One comic scene involves Tree beginning a rehearsal by acting the way she always has, using ridiculously exaggerated poses and gestures. With melodramatic music playing in the background, she seems to be channeling the comically mannered acting style in silent movies. Aldridge, who believes in a more modern, naturalistic method of performing, suggests she try to convey honest emotion, and the sparks of their mutual commitment to improving their craft is a joy to watch.

Such joy, though, can’t last. Although the Othello audience gives Aldridge a standing ovation—and, as proof, the audience of Red Velvet gets to hear their applause and cheers—the press skewers his performance. Quoting an actual article, one reviewer says Aldridge’s African features prevent him from speaking proper English.

The tragedy heightens when his friend, theater manager Pierre Laporte (Joseph Hugh-Martin Murley), fires him from the show. In the scene, mournful music plays as the two men slowly enter the stage and stop on opposite sides.

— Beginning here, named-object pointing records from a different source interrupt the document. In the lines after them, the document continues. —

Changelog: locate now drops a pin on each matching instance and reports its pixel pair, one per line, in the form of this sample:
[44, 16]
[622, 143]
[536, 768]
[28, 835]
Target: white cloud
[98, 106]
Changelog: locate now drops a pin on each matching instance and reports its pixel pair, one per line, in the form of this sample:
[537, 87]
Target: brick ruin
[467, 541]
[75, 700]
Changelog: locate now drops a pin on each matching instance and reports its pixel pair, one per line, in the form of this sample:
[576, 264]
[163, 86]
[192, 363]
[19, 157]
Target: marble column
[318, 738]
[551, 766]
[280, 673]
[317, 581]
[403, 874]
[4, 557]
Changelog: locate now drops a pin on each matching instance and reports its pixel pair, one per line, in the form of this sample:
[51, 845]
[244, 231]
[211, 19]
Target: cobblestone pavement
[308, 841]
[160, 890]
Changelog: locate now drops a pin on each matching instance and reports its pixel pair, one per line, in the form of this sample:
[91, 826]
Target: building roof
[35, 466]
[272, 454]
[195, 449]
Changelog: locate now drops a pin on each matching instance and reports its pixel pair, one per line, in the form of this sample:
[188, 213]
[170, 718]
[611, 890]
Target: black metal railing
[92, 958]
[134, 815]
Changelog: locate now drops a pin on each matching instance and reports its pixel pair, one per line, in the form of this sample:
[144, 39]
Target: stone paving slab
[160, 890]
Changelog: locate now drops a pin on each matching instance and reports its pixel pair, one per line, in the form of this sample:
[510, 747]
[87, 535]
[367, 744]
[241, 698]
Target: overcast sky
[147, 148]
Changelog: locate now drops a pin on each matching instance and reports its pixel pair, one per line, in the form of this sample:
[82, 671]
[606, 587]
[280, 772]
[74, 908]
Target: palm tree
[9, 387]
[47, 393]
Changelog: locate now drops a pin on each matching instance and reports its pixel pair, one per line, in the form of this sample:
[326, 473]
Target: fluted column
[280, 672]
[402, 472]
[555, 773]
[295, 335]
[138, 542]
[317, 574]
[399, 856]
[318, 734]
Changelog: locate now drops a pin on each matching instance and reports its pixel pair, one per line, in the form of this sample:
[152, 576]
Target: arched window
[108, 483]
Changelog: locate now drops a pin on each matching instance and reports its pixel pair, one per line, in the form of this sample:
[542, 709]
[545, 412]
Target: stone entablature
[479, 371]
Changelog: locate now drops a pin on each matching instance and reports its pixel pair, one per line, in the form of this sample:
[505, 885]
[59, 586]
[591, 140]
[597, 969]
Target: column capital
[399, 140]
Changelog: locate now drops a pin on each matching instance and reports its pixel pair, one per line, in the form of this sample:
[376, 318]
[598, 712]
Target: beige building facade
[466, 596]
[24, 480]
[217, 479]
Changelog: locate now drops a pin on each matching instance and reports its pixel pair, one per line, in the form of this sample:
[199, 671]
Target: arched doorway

Soon, they are arguing with a building ferocity that has the audience of Red Velvet holding their breath.

As potent as Aldridge’s story is, Chakrabarti packed her script with reflections on a plethora of other issues (including class, gender and sexual orientation, to name a few). The connection between these issues and race is valid (for instance, Laporte, as a gay man, lives a perilous existence in 1833 England). But despite the skillful and spirited acting of the entire Red Velvet cast, the script starts to drag a bit when Chakrabarti devotes large sections of her two-plus-hour play to these other stories.

Such minor flaws, though, can’t diminish the power of the production. Especially when the once-optimistic Aldridge becomes half-mad from not being fully accepted as a man and an artist in his adopted country and eerily paints his face white for a performance of King Lear. The scene is painful to watch, but that’s the point.

Whitcomb has said the mission of Bag&Baggage is to use art “to unpack the stories we carry with us.” His vibrantly compassionate production of Red Velvet does that in a way that even the most accurate reporting can’t, by bringing to life the emotional truth of a 140-year-old tragedy that’s still with us today.

SEE IT: Bag&Baggage’s Red Velvet plays at The Vault Theatre, 350 E Main St., Hillsboro, 503-345-9590, bagnbaggage.org. 7:30 pm Thursday-Saturday, 2 pm Sunday, through Aug. 6. $20-$35. 14+.